Il existe une réalité autochtone depuis plusieurs années à l’Université Laval. Pensons à la Chaire de recherche du Canada sur la condition autochtone comparée, aux stages en milieu autochtone pour les finissants en enseignement primaire ou à la longue collaboration de l’École d’architecture avec les Innus de la Côte-Nord. «Il y a plein de choses, soutient-elle, mais c’est comme les morceaux de tissu d’une courtepointe qui n’ont pas encore été cousus ensemble. Une de mes tâches consistera à réunir dans un tout cohérent les différents éléments de la réalité autochtone du campus.»
Durant son mandat, Michèle Audette travaillera aussi à la réconciliation. «Je suis enthousiaste, dit-elle, à l’idée de côtoyer sur le campus les leaders québécois de demain pour pouvoir les sensibiliser à la réalité autochtone. La reconnaissance des peuples premiers ne peut être que bénéfique pour tous.»
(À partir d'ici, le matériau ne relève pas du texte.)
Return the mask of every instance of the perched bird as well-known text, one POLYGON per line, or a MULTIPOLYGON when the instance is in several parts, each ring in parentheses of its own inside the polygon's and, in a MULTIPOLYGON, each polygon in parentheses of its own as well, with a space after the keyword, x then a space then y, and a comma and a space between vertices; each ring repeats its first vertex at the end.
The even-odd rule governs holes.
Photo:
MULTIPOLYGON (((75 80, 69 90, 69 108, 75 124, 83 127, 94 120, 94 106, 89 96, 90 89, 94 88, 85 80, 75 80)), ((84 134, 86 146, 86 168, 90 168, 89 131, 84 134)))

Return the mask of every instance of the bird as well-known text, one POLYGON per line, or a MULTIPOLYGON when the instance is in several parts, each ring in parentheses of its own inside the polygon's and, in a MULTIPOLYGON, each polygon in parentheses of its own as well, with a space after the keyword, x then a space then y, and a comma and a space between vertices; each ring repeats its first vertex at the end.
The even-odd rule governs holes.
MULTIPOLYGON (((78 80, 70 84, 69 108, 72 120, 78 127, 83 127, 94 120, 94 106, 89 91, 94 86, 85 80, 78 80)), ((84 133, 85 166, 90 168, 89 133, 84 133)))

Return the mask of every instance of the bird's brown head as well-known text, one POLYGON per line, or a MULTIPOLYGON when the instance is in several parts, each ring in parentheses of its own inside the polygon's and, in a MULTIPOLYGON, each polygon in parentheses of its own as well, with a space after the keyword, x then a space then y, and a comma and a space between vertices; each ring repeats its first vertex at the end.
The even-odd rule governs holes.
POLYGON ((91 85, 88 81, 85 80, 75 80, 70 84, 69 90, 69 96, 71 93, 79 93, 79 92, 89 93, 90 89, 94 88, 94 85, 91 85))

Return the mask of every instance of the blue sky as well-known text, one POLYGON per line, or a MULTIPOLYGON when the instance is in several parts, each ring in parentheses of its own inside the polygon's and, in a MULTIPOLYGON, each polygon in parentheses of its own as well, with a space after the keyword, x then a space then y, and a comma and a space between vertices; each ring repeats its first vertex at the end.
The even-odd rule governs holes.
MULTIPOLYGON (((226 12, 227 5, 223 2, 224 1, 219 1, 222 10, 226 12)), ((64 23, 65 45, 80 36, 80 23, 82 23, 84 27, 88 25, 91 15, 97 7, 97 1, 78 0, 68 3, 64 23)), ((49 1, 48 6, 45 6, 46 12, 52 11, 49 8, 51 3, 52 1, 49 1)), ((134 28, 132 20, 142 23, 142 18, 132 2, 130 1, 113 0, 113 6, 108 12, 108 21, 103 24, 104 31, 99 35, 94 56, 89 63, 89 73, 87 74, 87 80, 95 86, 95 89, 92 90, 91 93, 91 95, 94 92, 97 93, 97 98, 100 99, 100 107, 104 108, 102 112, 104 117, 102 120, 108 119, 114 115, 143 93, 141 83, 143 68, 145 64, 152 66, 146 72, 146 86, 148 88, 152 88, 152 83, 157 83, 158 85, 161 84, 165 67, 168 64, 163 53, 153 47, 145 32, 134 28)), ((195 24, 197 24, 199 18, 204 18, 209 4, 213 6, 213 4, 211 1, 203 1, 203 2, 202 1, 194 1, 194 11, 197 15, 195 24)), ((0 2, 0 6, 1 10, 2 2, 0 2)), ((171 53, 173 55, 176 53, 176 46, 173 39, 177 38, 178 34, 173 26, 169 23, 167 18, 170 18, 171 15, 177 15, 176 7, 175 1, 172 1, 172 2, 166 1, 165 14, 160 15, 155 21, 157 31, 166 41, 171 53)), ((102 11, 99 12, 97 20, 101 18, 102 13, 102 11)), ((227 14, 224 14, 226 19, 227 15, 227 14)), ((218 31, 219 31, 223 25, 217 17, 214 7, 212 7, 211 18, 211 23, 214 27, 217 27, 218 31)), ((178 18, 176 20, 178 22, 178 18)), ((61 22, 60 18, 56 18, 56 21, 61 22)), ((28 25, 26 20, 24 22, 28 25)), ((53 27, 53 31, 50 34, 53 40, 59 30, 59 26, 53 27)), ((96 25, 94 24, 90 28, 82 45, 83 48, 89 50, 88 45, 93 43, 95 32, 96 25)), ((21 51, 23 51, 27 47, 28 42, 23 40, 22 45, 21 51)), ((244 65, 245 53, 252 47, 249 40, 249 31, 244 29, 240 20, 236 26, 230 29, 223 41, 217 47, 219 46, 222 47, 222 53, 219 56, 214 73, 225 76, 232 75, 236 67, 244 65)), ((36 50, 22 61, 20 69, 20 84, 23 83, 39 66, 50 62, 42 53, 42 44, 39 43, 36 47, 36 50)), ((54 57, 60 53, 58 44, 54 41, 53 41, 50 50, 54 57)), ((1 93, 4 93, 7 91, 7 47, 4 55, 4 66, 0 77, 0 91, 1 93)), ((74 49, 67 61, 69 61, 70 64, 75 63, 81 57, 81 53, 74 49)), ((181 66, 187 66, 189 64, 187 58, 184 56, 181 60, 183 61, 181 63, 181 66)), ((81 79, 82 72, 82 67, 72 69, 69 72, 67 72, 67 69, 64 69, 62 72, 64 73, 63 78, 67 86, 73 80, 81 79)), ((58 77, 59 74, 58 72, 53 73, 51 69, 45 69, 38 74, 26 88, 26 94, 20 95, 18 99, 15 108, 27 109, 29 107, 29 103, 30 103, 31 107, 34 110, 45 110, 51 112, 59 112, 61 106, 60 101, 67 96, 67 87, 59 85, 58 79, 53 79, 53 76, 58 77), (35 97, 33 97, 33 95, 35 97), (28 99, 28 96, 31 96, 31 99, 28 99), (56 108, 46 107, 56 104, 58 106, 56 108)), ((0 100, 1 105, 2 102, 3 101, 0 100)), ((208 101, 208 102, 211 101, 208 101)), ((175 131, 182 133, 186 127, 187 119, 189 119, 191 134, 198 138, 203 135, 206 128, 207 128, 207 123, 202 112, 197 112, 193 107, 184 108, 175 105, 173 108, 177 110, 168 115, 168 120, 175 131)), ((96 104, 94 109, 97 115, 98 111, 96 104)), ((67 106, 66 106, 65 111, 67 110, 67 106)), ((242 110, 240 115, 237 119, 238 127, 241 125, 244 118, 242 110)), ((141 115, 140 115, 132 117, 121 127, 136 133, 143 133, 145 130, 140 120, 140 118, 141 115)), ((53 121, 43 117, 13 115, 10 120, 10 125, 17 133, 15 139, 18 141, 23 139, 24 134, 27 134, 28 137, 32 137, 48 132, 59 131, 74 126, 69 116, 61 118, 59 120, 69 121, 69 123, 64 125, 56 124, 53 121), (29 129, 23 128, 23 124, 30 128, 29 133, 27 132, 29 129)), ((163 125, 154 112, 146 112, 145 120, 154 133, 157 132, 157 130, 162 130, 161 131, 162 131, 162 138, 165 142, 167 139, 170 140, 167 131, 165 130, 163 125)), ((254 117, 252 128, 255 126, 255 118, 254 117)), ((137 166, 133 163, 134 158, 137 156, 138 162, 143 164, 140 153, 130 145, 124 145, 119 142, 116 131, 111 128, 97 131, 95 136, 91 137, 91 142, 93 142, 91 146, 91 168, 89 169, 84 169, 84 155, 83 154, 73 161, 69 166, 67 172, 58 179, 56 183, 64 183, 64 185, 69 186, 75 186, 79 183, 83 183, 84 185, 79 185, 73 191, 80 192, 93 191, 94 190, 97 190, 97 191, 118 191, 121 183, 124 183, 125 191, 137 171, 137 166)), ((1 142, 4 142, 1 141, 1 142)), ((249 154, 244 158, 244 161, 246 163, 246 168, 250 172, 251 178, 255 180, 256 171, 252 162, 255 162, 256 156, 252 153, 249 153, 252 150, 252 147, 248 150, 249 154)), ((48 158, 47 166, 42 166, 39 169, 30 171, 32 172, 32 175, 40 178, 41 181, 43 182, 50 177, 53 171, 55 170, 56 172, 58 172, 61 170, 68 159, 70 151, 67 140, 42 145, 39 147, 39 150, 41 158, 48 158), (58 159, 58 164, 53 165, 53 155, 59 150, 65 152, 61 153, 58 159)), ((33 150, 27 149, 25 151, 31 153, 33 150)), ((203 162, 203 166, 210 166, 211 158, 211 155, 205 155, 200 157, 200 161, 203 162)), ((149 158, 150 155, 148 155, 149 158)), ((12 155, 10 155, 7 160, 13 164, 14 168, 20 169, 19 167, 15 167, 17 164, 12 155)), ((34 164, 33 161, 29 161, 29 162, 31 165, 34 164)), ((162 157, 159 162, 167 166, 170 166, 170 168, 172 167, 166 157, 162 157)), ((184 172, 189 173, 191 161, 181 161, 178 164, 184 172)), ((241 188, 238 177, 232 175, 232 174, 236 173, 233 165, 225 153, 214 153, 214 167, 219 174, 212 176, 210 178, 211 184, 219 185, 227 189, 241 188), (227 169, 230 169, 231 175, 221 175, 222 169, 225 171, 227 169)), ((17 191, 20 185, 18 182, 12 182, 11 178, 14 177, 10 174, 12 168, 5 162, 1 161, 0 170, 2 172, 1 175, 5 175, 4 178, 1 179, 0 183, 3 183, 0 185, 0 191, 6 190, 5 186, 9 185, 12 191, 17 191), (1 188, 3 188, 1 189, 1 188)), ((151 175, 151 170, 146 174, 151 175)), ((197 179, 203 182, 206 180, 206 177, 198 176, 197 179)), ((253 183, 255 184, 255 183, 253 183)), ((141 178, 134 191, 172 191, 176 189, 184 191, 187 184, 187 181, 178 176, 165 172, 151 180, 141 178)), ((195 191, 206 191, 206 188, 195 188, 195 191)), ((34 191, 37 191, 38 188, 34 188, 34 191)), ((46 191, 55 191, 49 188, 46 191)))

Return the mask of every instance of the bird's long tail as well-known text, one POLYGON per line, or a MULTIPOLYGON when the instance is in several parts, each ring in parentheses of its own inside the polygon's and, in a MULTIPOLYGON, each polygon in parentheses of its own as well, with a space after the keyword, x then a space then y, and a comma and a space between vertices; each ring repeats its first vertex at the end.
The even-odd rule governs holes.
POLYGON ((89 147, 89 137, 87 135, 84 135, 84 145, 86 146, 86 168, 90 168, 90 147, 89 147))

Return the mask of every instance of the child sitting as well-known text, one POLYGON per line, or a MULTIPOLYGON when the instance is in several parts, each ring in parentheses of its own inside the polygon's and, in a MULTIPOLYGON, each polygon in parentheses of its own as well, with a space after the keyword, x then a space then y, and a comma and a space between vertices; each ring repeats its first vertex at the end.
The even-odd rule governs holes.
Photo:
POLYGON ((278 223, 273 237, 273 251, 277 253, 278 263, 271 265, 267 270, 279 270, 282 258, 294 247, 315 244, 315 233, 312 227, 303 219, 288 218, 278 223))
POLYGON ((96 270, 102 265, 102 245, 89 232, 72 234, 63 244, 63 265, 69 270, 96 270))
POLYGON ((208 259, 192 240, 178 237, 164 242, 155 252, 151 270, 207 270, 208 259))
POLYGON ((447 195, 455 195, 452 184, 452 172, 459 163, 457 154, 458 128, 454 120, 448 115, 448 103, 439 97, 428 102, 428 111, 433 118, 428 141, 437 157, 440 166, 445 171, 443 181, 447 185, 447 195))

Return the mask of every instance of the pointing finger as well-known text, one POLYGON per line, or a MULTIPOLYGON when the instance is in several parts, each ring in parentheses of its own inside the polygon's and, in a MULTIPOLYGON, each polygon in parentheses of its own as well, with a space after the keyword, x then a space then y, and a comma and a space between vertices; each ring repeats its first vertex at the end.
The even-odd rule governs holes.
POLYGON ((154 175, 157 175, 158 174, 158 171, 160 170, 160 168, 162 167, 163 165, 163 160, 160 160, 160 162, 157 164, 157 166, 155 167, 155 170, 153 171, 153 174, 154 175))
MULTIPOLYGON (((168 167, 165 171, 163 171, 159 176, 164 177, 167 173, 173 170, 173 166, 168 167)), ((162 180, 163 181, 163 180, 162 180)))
Sur sa nouvelle vie qui commence, cette femme souriante, expressive et spontanée, qui se définit comme «une grande amoureuse des causes sociales et des gens autour de moi», s’exclamera: «Si vous saviez comme je suis contente!»
Plume d’aigle, gobelet de cuivre et mocassins
Le matin de l’entrevue avec ULaval nouvelles, Michèle Audette poursuivait son installation dans un local du pavillon Alphonse-Desjardins. Plusieurs objets décoratifs étaient bien en vue, notamment une plume d’aigle, un gobelet de cuivre et des mocassins.
«Ces petits objets, que j’ai reçus à différents moments de ma vie, ont une place importante dans mon espace physique et spirituel, souligne-t-elle. Quelques-uns favorisent la guérison, d’autres sont un signe de respect, certains représentent la réciprocité entre deux personnes ou l’interdépendance dans le cercle de la vie.»
Selon elle, Il est très rare de recevoir une plume d’aigle. «Ce geste, précise-t-elle, est accompagné d’une grande responsabilité. La responsabilité qui m’a été donnée est celle d’utiliser ma voix pour éduquer, sensibiliser et rapprocher nos grandes nations, autochtones et non-autochtones. J’aime cette responsabilité!»
Au sujet du gobelet de cuivre, elle dira que dans les cultures autochtones, les femmes sont les gardiennes de l’eau et que cet objet est utilisé lors des cérémonies. «Quant aux mocassins, poursuit-elle, ils sont là pour me rappeler que je marche avec mes deux cultures, québécoise par mon père et amérindienne par ma mère. En plus, ils sont tellement beaux!»
Sa double identité, elle la voit comme un cadeau, non comme un choix à faire. «J’ai le devoir d’apprendre sur les deux cultures, affirme-t-elle. Je vois mon rôle comme une intermédiaire entre les deux mondes.»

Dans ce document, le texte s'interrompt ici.